According to the Gazette, drug companies shipped 780 million painkillers to West Virginia between 2007 and 2012, almost 9 million of which were shipped to just one tiny town.

The trail of painkillers leads to West Virginia's southern coalfields, to places like Kermit, population 392. There, out-of-state drug companies shipped nearly 9 million highly addictive — and potentially lethal — hydrocodone pills over two years to a single pharmacy in the Mingo County town. [...]

The trail also weaves through Wyoming County, where shipments of OxyContin have doubled, and the county's overdose death rate leads the nation. One mom-and-pop pharmacy in Oceana received 600 times as many oxycodone pills as the Rite Aid drugstore just eight blocks away. [...]
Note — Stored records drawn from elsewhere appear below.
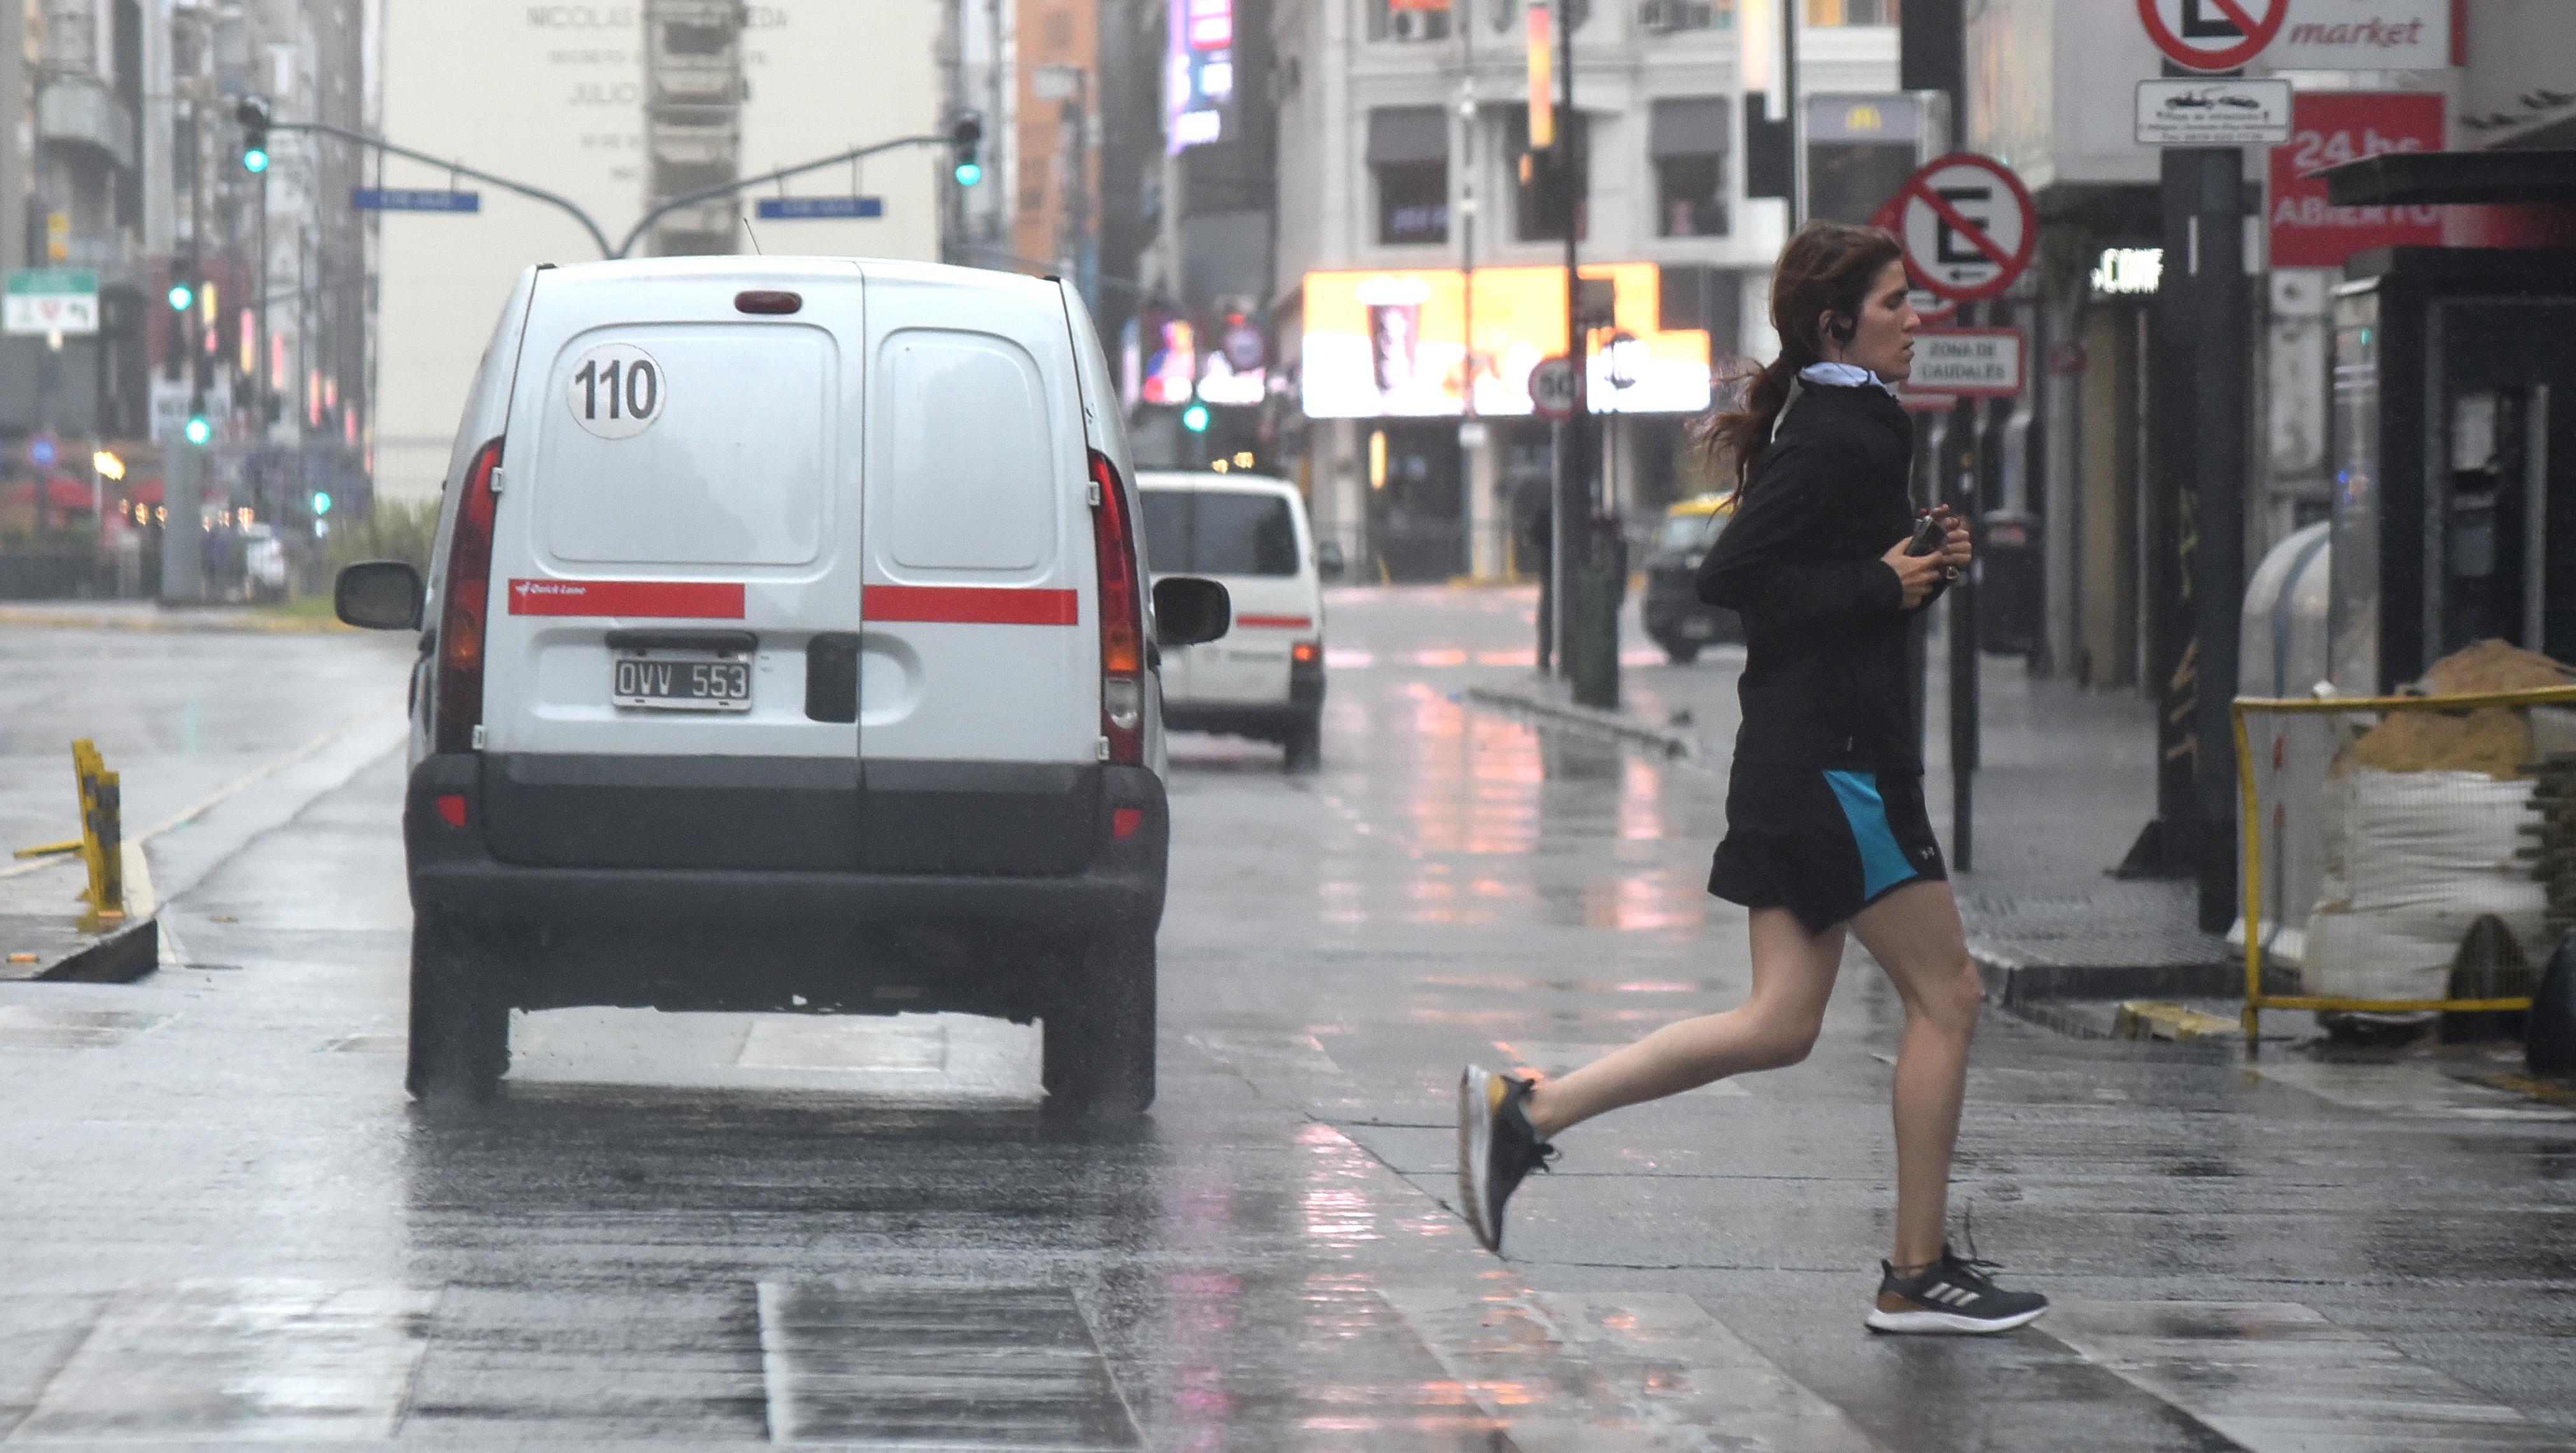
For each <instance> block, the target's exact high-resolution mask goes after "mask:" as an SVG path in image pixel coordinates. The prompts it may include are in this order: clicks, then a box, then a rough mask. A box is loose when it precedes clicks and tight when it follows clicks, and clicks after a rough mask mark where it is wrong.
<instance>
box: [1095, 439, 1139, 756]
mask: <svg viewBox="0 0 2576 1453" xmlns="http://www.w3.org/2000/svg"><path fill="white" fill-rule="evenodd" d="M1092 487H1095V489H1100V502H1097V505H1092V549H1095V551H1097V554H1100V737H1103V739H1108V745H1110V755H1108V760H1110V763H1121V765H1131V768H1136V765H1144V582H1141V580H1139V577H1136V528H1133V520H1128V505H1126V487H1123V484H1121V482H1118V469H1115V466H1113V464H1110V461H1108V456H1105V453H1100V451H1097V448H1095V451H1092Z"/></svg>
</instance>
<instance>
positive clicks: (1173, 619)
mask: <svg viewBox="0 0 2576 1453" xmlns="http://www.w3.org/2000/svg"><path fill="white" fill-rule="evenodd" d="M1231 629H1234V598H1231V595H1226V587H1224V585H1218V582H1213V580H1200V577H1195V575H1164V577H1162V580H1157V582H1154V639H1157V641H1159V644H1164V647H1195V644H1200V641H1213V639H1218V636H1224V634H1226V631H1231Z"/></svg>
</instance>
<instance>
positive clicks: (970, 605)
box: [860, 585, 1082, 626]
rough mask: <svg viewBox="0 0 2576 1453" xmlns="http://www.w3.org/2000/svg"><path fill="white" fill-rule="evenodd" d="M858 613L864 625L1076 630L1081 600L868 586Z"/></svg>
mask: <svg viewBox="0 0 2576 1453" xmlns="http://www.w3.org/2000/svg"><path fill="white" fill-rule="evenodd" d="M860 613H863V616H866V618H868V621H938V623H956V626H1077V623H1082V598H1079V595H1074V593H1072V590H1048V587H1038V585H871V587H868V590H866V593H863V595H860Z"/></svg>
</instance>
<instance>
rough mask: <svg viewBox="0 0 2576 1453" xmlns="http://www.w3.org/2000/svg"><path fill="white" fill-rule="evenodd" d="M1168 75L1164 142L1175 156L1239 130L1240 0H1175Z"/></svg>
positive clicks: (1164, 56)
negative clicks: (1236, 33)
mask: <svg viewBox="0 0 2576 1453" xmlns="http://www.w3.org/2000/svg"><path fill="white" fill-rule="evenodd" d="M1170 31H1172V33H1170V49H1167V52H1164V77H1162V142H1164V149H1167V152H1170V155H1175V157H1177V155H1180V152H1182V149H1185V147H1198V144H1203V142H1224V139H1229V134H1231V131H1234V126H1231V113H1234V0H1172V15H1170Z"/></svg>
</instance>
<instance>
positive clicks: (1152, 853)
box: [337, 258, 1226, 1108]
mask: <svg viewBox="0 0 2576 1453" xmlns="http://www.w3.org/2000/svg"><path fill="white" fill-rule="evenodd" d="M1141 569H1144V567H1141V549H1139V502H1136V492H1133V474H1131V469H1128V446H1126V435H1123V430H1121V420H1118V394H1115V389H1113V386H1110V374H1108V363H1105V358H1103V356H1100V345H1097V340H1095V335H1092V322H1090V317H1087V314H1084V309H1082V299H1079V296H1077V294H1074V291H1072V289H1064V286H1061V283H1056V281H1043V278H1023V276H1012V273H987V271H969V268H935V265H914V263H868V260H842V258H665V260H636V263H587V265H572V268H531V271H528V273H523V276H520V281H518V289H515V294H513V296H510V304H507V307H505V312H502V319H500V327H497V330H495V335H492V345H489V350H487V353H484V361H482V371H479V374H477V379H474V389H471V397H469V402H466V417H464V428H461V430H459V435H456V451H453V459H451V464H448V477H446V500H443V505H440V520H438V546H435V556H433V562H430V575H428V582H425V585H422V580H420V577H417V572H412V567H407V564H394V562H368V564H355V567H350V569H348V572H343V577H340V585H337V608H340V616H343V618H345V621H350V623H358V626H386V629H412V626H425V631H422V639H420V665H417V670H415V678H412V773H410V793H407V801H404V848H407V860H410V884H412V922H415V927H412V1038H410V1087H412V1092H415V1095H433V1092H466V1095H479V1092H489V1090H492V1085H495V1082H497V1079H500V1074H502V1072H505V1069H507V1036H510V1010H513V1007H528V1010H541V1007H564V1005H649V1007H662V1010H809V1012H902V1010H966V1012H984V1015H1007V1018H1015V1020H1030V1018H1041V1020H1043V1025H1046V1028H1043V1043H1046V1085H1048V1092H1051V1097H1059V1100H1064V1103H1079V1105H1103V1108H1144V1105H1146V1103H1149V1100H1151V1095H1154V930H1157V922H1159V920H1162V897H1164V858H1167V842H1170V822H1167V812H1164V783H1162V768H1164V752H1162V721H1159V719H1157V698H1159V693H1157V683H1154V670H1157V652H1154V631H1157V629H1159V634H1162V644H1164V647H1167V649H1170V647H1180V644H1188V641H1198V639H1213V636H1221V634H1224V629H1226V603H1224V590H1221V587H1216V585H1211V582H1206V580H1164V582H1159V585H1157V587H1154V590H1151V595H1146V590H1141V582H1144V577H1141Z"/></svg>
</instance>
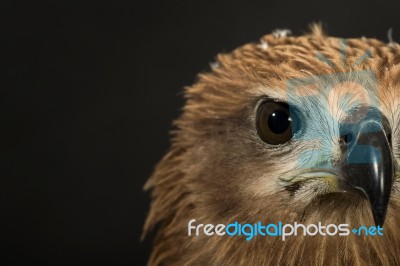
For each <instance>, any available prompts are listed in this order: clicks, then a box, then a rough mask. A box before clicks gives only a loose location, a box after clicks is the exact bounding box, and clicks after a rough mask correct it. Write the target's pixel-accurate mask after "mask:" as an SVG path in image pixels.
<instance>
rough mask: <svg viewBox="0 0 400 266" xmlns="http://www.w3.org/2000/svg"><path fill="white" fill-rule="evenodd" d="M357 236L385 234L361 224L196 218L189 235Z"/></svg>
mask: <svg viewBox="0 0 400 266" xmlns="http://www.w3.org/2000/svg"><path fill="white" fill-rule="evenodd" d="M351 233H352V234H354V235H357V236H374V237H375V236H383V228H382V227H380V226H370V227H366V226H360V227H358V228H353V229H351V230H350V226H349V224H338V225H336V224H328V225H323V224H322V223H321V222H318V223H317V224H308V225H304V224H301V223H297V222H294V223H293V224H284V223H282V222H278V223H268V224H264V223H262V222H260V221H259V222H257V223H254V224H249V223H244V224H242V223H239V222H233V223H230V224H227V225H225V224H217V225H213V224H202V223H199V224H196V219H191V220H190V221H189V222H188V236H200V235H205V236H219V237H221V236H229V237H235V236H237V237H245V238H246V241H250V240H252V239H253V238H254V237H256V236H260V237H266V236H269V237H280V238H281V240H282V241H285V240H286V239H287V238H288V237H290V236H298V235H304V236H315V235H321V236H335V235H338V236H348V235H350V234H351Z"/></svg>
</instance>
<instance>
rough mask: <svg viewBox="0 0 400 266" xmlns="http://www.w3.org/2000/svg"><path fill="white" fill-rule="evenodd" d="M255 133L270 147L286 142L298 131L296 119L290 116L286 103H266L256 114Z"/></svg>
mask: <svg viewBox="0 0 400 266" xmlns="http://www.w3.org/2000/svg"><path fill="white" fill-rule="evenodd" d="M256 119H257V122H256V123H257V132H258V135H259V136H260V138H261V139H262V140H263V141H264V142H266V143H268V144H272V145H278V144H283V143H285V142H288V141H289V140H290V139H291V138H292V137H293V134H294V133H296V132H297V131H298V122H299V121H298V118H297V117H296V116H295V114H292V116H291V114H290V112H289V106H288V105H287V104H286V103H281V102H273V101H266V102H264V103H262V104H261V106H260V107H259V109H258V112H257V118H256Z"/></svg>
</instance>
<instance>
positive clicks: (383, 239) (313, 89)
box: [143, 25, 400, 265]
mask: <svg viewBox="0 0 400 266" xmlns="http://www.w3.org/2000/svg"><path fill="white" fill-rule="evenodd" d="M184 95H185V99H186V103H185V106H184V107H183V110H182V114H181V116H180V117H179V118H178V119H177V120H176V121H175V123H174V125H175V129H174V131H173V132H172V140H171V147H170V149H169V151H168V153H167V154H166V155H165V156H164V157H163V159H162V160H161V161H160V162H159V164H158V165H157V166H156V168H155V171H154V173H153V174H152V176H151V177H150V178H149V180H148V181H147V183H146V185H145V189H148V190H151V192H152V194H151V195H152V202H151V206H150V210H149V213H148V216H147V220H146V222H145V225H144V230H143V235H146V234H147V233H148V232H149V231H151V230H155V231H156V236H155V239H154V243H153V248H152V252H151V255H150V258H149V261H148V264H149V265H400V182H399V181H400V180H399V163H400V161H399V159H400V131H399V128H400V127H399V125H400V45H399V44H397V43H395V42H393V41H392V40H391V41H390V42H389V43H384V42H382V41H379V40H376V39H372V38H365V37H362V38H353V39H352V38H349V39H341V38H336V37H330V36H327V35H326V33H325V32H324V31H323V30H322V28H321V27H320V26H318V25H313V26H312V27H311V30H310V32H309V33H306V34H304V35H301V36H291V35H290V34H289V32H288V31H284V30H280V31H275V32H273V33H272V34H268V35H266V36H264V37H262V38H261V41H260V42H259V43H250V44H246V45H244V46H242V47H239V48H237V49H235V50H234V51H232V52H230V53H225V54H219V55H218V56H217V57H216V63H215V64H213V65H212V68H211V69H210V71H208V72H206V73H201V74H199V76H198V78H197V81H196V83H195V84H194V85H192V86H190V87H188V88H186V89H185V94H184ZM192 219H195V220H196V222H195V223H196V224H200V223H202V224H213V225H217V224H224V225H227V224H229V223H232V222H235V221H238V222H240V223H249V224H254V223H257V222H258V221H262V222H265V223H279V222H283V223H290V224H293V223H294V222H298V223H302V224H304V225H308V224H317V223H319V222H321V223H322V224H348V225H349V229H350V230H351V229H353V228H358V227H360V226H366V227H371V226H375V227H376V226H380V227H381V228H383V234H382V235H368V234H354V233H351V232H350V234H348V235H346V236H340V235H337V234H336V235H333V236H328V235H325V236H324V235H321V234H317V235H313V236H312V235H303V234H298V235H297V236H291V237H288V238H287V239H286V240H285V241H282V239H281V238H279V237H273V236H260V235H258V236H255V237H254V238H253V239H252V240H251V241H248V240H246V238H245V237H243V236H228V235H223V236H220V235H216V234H214V235H211V236H208V235H205V234H204V233H200V234H199V235H188V222H189V221H190V220H192ZM376 228H377V227H376ZM201 232H203V231H201Z"/></svg>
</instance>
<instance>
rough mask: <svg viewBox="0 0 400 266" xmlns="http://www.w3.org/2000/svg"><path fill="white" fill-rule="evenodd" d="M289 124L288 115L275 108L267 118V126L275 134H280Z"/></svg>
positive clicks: (288, 125)
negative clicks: (276, 109)
mask: <svg viewBox="0 0 400 266" xmlns="http://www.w3.org/2000/svg"><path fill="white" fill-rule="evenodd" d="M289 125H290V121H289V115H288V113H287V112H285V111H283V110H275V111H274V112H273V113H272V114H271V115H270V116H269V118H268V126H269V128H270V129H271V131H272V132H274V133H275V134H282V133H283V132H285V131H286V130H287V129H288V127H289Z"/></svg>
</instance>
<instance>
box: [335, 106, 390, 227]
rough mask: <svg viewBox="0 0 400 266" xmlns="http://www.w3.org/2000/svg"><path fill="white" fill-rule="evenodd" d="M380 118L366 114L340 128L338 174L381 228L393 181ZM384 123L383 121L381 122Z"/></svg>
mask: <svg viewBox="0 0 400 266" xmlns="http://www.w3.org/2000/svg"><path fill="white" fill-rule="evenodd" d="M382 119H384V116H383V115H381V114H380V113H377V112H373V111H372V112H368V114H367V116H366V118H364V119H362V120H361V121H359V122H357V123H353V124H344V125H343V126H341V129H340V134H341V138H342V140H343V142H344V145H343V150H342V152H343V161H342V162H341V163H340V166H339V168H340V172H341V173H342V174H343V176H344V178H345V179H346V180H347V182H348V183H349V184H350V185H351V186H352V187H354V188H356V189H358V190H360V191H361V192H362V193H363V194H364V195H365V196H366V197H367V199H368V200H369V203H370V205H371V210H372V216H373V217H374V221H375V224H376V225H377V226H383V223H384V221H385V216H386V211H387V207H388V203H389V198H390V192H391V190H392V185H393V181H394V164H393V155H392V151H391V145H390V137H389V138H388V136H390V135H388V133H387V132H389V131H388V130H385V126H384V125H387V123H384V122H383V121H382ZM385 122H386V121H385Z"/></svg>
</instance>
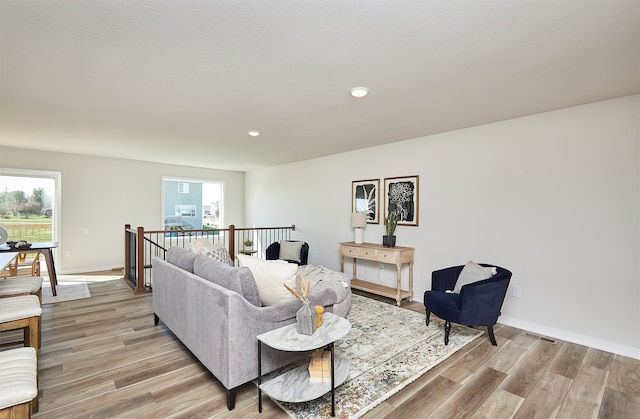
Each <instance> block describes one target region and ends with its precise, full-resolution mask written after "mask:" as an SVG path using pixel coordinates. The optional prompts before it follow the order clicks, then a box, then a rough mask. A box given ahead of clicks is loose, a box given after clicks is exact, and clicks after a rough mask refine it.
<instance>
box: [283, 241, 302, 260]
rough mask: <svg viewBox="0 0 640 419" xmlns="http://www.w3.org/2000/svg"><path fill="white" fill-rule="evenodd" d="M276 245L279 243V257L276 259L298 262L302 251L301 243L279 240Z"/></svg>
mask: <svg viewBox="0 0 640 419" xmlns="http://www.w3.org/2000/svg"><path fill="white" fill-rule="evenodd" d="M278 243H280V255H279V256H278V259H281V260H295V261H296V262H300V251H301V250H302V245H303V244H304V243H303V242H298V241H296V242H290V241H286V240H280V241H279V242H278Z"/></svg>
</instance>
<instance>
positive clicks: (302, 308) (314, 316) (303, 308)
mask: <svg viewBox="0 0 640 419" xmlns="http://www.w3.org/2000/svg"><path fill="white" fill-rule="evenodd" d="M316 318H317V312H316V308H315V307H313V306H312V305H311V304H309V301H303V302H302V307H300V310H298V312H297V313H296V330H297V331H298V333H300V334H301V335H313V332H315V331H316V328H317V324H316V321H317V320H316Z"/></svg>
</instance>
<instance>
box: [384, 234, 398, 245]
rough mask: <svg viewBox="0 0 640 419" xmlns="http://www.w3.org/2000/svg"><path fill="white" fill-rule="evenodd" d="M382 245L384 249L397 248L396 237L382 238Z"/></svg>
mask: <svg viewBox="0 0 640 419" xmlns="http://www.w3.org/2000/svg"><path fill="white" fill-rule="evenodd" d="M382 245H383V246H384V247H395V246H396V236H382Z"/></svg>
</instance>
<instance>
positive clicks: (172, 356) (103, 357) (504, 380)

The unfettered shipments amount to 433 pain pills for every man, woman and child in West Virginia.

The Gazette-Mail's investigation uncovered a sprawling system for facilitating sales and abuse in which the biggest suppliers of painkillers routinely failed to report "suspicious orders." Meanwhile, as local sales and the corresponding death toll increased, executives at the likes of McKesson Corp. and Cardinal Health collected massive performance bonuses.

Naturally, drug companies fought to keep this information out of public sight.

This is a sensitive subject for many reasons. Chronic pain is a legitimate affliction that many people suffer from, but for decades we've made it more difficult (and more lucrative) to treat that it needs to be.

Even professional athletes are now openly questioning our prohibitions against access to marijuana as they're asked to play on increasingly-short turnaround schedules that leave them in immense amounts of pain with few treatment options aside from prescription painkillers.

At the risk of sounding dramatic, you could say a handful of drug makers have a virtual monopoly on pain in America. But the Charleston Gazette-Mail's investigation exposes not just a system that distributes relief to people suffering from pain; it's a system that's designed to keep people hooked on painkillers over long periods of time well beyond their immediate needs.

You don't ship 9 million painkillers to a village of less than 400 people for legitimate treatment.

American painkiller manufactures have plans to take their products worldwide. We can add that to our exports alongside cigarettes and fake news.